E.J. Dionne opens his column with, "Conservatives ... are facing the fact that we are by no means the most socially mobile country in the world."
Thereupon he offers irrefutable proof of that fact, from northern European countries cleaning our socioeconomic clocks to homespun webs of profound, structural disadvantages (such as labor's woes and finance's glorification).
Dionne closes, thus: "My challenge to conservatives worried about inequality is to follow the logic of their concern to what may be some uncomfortable conclusions, especially in an election year."

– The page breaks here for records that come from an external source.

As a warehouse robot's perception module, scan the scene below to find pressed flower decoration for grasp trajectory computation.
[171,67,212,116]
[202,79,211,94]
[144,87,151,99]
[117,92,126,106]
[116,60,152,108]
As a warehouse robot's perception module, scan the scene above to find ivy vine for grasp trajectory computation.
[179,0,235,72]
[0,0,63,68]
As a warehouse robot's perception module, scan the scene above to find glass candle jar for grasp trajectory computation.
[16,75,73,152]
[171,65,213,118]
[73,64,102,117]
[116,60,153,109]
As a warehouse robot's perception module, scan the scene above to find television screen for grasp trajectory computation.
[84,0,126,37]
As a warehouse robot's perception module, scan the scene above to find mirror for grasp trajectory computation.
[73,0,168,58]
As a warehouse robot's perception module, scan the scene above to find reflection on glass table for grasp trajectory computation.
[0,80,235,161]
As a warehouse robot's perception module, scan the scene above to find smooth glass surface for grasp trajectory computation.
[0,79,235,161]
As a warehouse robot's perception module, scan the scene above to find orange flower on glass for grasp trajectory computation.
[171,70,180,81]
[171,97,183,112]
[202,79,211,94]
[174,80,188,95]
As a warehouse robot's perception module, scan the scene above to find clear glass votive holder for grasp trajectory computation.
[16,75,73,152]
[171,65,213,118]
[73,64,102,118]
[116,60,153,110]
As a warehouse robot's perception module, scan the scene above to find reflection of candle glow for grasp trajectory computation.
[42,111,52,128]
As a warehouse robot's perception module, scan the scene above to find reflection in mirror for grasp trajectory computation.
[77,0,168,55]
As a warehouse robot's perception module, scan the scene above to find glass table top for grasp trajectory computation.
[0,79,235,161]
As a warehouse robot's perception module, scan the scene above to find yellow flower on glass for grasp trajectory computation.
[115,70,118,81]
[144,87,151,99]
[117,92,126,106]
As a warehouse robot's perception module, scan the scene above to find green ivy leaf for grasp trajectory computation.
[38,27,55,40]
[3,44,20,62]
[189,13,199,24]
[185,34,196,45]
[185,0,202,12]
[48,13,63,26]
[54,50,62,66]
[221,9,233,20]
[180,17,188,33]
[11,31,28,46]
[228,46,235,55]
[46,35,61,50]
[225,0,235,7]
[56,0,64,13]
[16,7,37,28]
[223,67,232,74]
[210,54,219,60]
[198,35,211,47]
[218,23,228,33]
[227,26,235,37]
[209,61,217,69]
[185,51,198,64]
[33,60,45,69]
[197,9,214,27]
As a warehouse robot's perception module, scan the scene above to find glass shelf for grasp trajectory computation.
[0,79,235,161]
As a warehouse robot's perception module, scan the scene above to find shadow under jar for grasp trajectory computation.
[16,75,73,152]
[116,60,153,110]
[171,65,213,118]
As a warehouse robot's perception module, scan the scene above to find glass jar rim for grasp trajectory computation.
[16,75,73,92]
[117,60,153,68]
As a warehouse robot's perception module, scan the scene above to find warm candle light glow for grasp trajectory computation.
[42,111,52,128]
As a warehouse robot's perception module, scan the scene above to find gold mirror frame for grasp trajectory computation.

Quaint. Very quaint. And once?--even admirably quaint, not to mention customarily civil. As the 1970s' New Right--just to arbitrarily pick one of contemporary conservatism's corrosive forerunners--broadsided liberalism with every scurrilous accusation of unAmericanism it could imagine, liberals, such as Dionne, routinely responded with civilized calls for conservatives to "follow the logic" of their strategic hyperaggression and tactical skulduggery. Yet these civilized calls for conservative logic and Reason and Sunday-best behavior only inspired among conservatives new heights of nastiness and ill logic--the latter particularly in Reaganism, the former in Gingrichism.

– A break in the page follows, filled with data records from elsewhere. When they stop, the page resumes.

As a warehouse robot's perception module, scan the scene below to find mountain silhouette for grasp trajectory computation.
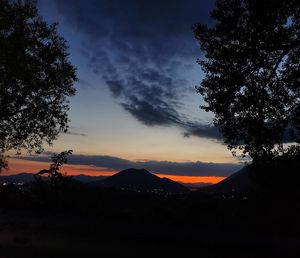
[0,173,106,183]
[100,168,189,193]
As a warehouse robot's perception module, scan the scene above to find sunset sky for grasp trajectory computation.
[6,0,242,183]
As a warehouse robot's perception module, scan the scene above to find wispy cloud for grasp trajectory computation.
[51,0,221,140]
[19,153,243,177]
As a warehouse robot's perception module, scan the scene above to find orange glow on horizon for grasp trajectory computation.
[1,159,225,184]
[155,174,225,184]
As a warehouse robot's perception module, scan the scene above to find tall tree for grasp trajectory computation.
[194,0,300,160]
[0,0,77,168]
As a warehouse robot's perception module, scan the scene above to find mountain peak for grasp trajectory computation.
[102,168,188,193]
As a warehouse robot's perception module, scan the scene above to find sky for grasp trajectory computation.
[9,0,246,183]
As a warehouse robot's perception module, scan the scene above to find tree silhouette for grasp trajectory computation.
[0,0,77,169]
[34,150,73,188]
[194,0,300,161]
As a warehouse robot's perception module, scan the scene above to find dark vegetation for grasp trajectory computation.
[0,0,77,169]
[0,0,300,257]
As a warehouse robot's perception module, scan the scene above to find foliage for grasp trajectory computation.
[35,150,73,187]
[0,0,77,168]
[194,0,300,160]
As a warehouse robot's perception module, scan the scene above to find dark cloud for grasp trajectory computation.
[65,131,86,136]
[51,0,219,139]
[19,153,243,177]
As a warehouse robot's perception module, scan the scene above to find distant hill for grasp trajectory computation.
[200,166,257,193]
[0,173,106,183]
[99,168,189,193]
[0,173,34,183]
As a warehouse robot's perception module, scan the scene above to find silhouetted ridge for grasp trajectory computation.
[101,168,189,193]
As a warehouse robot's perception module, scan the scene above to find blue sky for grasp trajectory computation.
[9,0,244,182]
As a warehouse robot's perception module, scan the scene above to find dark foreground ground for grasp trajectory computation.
[0,184,300,258]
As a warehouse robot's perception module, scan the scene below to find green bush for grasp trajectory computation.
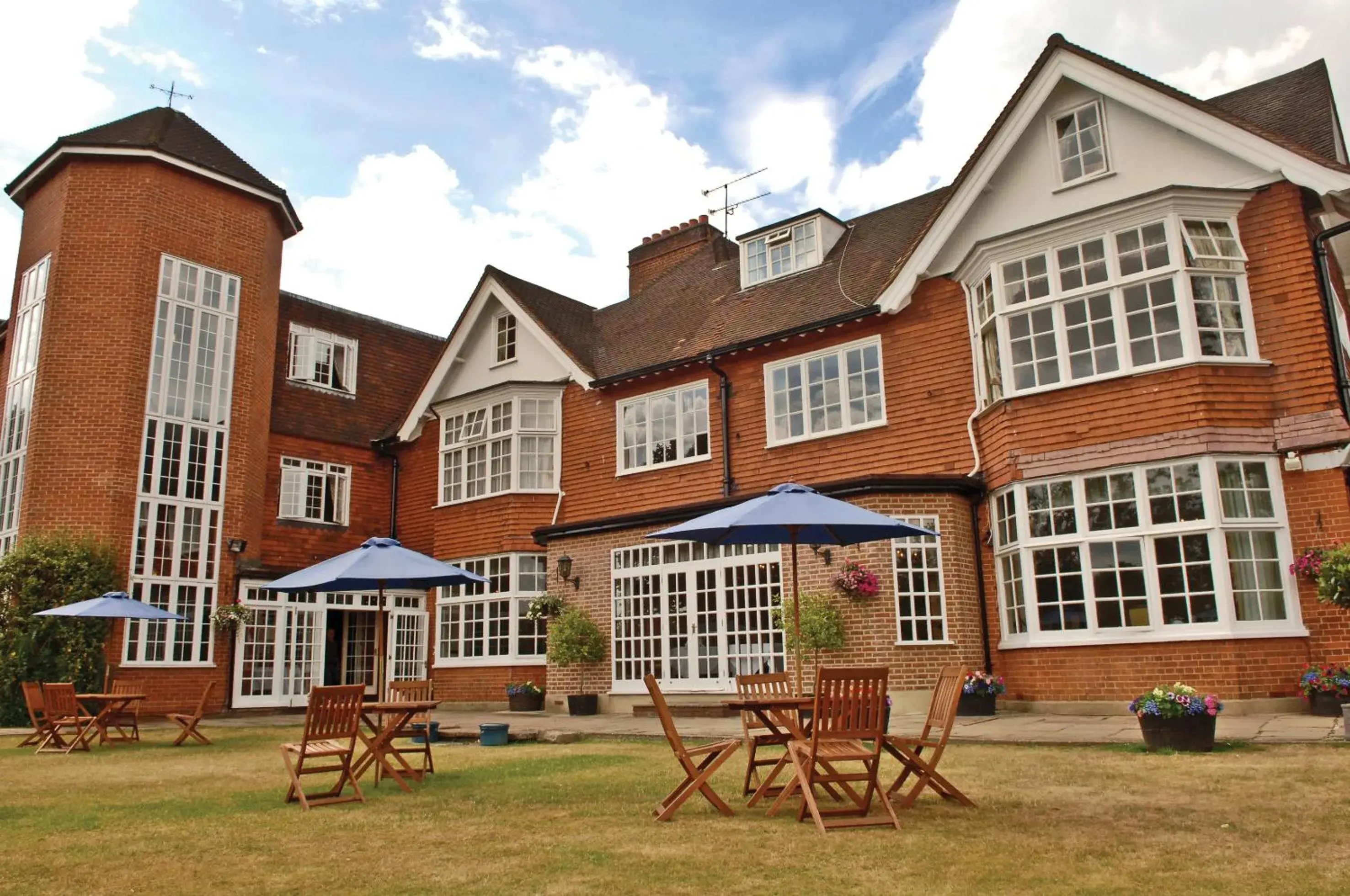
[0,535,119,725]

From there conservatives "progressed" to a morbid, institutionalized maliciousness unwitnessed in American politics since the sectional crisis. Liberals continued pleading for greater civility. Conservatives delivered a grossly illegitimate impeachment; their own perfectly protected, "unitary executive"; vulgar Cheneyism; several more Congresses from Hell; then a seething, rabidly nihilistic tea party movement; all topped off by their presidential nomination of perhaps the least ethical, most fraudulent and monstrously spiteful man in America.
Let's see, some impeccably well-mannered liberals are now in their fourth decade of begging conservatives' indulgence of plain human decency; and the latter has got so barren that the few, authentic conservatives still out there--the Sullivans and Frums--have taken to railing against their former playmates with far, far less civility than the nation's liberal E.J. Dionnes.

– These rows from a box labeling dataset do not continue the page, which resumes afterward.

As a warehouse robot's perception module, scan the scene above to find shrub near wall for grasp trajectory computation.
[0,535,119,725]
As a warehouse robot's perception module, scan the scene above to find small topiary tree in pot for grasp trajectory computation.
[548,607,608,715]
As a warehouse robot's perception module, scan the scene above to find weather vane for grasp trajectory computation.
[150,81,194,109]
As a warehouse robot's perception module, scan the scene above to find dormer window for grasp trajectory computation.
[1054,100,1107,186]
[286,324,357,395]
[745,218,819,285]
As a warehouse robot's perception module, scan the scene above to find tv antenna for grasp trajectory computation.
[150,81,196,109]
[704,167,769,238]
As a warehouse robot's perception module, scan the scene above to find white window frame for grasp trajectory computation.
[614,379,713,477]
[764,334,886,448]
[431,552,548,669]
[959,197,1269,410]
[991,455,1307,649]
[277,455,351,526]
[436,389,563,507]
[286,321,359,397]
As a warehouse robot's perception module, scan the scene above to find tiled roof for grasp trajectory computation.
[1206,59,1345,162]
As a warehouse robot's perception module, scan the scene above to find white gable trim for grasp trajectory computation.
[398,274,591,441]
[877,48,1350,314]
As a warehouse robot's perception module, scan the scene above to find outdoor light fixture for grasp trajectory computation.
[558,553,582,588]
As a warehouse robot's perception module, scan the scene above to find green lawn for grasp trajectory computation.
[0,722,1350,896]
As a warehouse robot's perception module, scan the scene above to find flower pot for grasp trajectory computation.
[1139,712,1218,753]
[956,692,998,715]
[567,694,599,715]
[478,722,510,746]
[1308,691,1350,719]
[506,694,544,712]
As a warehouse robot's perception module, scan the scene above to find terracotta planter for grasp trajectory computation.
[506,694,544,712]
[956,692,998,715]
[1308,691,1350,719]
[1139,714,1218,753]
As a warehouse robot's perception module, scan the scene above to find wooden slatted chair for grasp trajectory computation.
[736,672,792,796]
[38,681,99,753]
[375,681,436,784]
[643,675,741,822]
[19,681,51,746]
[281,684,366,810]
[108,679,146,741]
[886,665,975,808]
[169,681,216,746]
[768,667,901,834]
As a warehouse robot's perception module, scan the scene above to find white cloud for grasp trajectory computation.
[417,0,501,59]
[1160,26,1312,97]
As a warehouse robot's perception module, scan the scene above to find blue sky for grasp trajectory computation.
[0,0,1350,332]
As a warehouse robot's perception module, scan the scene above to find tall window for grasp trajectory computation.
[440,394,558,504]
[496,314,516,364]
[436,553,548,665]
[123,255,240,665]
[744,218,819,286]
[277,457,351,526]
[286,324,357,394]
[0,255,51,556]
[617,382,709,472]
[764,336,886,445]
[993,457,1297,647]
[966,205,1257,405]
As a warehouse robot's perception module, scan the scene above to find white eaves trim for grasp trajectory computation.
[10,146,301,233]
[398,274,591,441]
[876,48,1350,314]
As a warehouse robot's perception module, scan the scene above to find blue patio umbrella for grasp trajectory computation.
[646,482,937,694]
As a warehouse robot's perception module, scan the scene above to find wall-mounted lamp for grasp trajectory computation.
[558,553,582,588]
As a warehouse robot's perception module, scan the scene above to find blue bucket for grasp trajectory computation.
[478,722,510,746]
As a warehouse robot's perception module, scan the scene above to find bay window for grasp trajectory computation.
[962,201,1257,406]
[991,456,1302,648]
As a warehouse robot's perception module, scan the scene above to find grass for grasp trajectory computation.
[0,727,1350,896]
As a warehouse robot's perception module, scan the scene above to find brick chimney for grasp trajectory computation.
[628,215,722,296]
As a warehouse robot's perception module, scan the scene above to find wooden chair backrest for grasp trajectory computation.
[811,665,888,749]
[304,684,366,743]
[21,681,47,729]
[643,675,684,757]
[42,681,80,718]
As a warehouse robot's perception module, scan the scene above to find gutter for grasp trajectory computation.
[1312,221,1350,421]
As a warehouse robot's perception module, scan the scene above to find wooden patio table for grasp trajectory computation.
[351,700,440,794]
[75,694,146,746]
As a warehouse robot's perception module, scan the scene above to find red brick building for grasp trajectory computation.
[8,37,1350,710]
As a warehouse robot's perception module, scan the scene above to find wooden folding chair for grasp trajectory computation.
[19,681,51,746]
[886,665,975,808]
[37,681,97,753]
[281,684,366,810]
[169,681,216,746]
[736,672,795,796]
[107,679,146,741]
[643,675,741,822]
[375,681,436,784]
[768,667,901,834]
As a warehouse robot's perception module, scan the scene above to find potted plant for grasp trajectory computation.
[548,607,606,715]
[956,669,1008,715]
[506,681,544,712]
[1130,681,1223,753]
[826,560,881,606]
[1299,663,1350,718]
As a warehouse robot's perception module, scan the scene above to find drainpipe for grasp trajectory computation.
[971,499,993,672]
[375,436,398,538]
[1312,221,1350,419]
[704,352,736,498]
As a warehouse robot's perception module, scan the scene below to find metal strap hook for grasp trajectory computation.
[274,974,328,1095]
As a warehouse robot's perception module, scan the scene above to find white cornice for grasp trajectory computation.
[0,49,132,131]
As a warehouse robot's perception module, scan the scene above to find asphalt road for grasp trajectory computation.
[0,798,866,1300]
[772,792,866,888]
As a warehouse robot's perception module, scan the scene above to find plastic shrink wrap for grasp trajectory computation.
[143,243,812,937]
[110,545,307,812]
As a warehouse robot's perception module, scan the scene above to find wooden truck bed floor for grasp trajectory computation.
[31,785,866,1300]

My point being, of course, that liberal calls for civility have become fantastically futile, prodigiously useless, and probably counterproductive. Even conservative intellectuals have given up, they've tossed in the towel, they now rage with polemical pens against what is in reality an ignorant, hateful, dangerous pseudoconservatism.
So while I still admire your gentlemanly pertinacity, E.J., I've got to say that your persevering crusade for civility is a waste of your time (and ours)--especially in an election year. The only honorable course left is to blast these pseudoconservative bastards with both contentious ink-barrels, and let God and the electorate sort them out.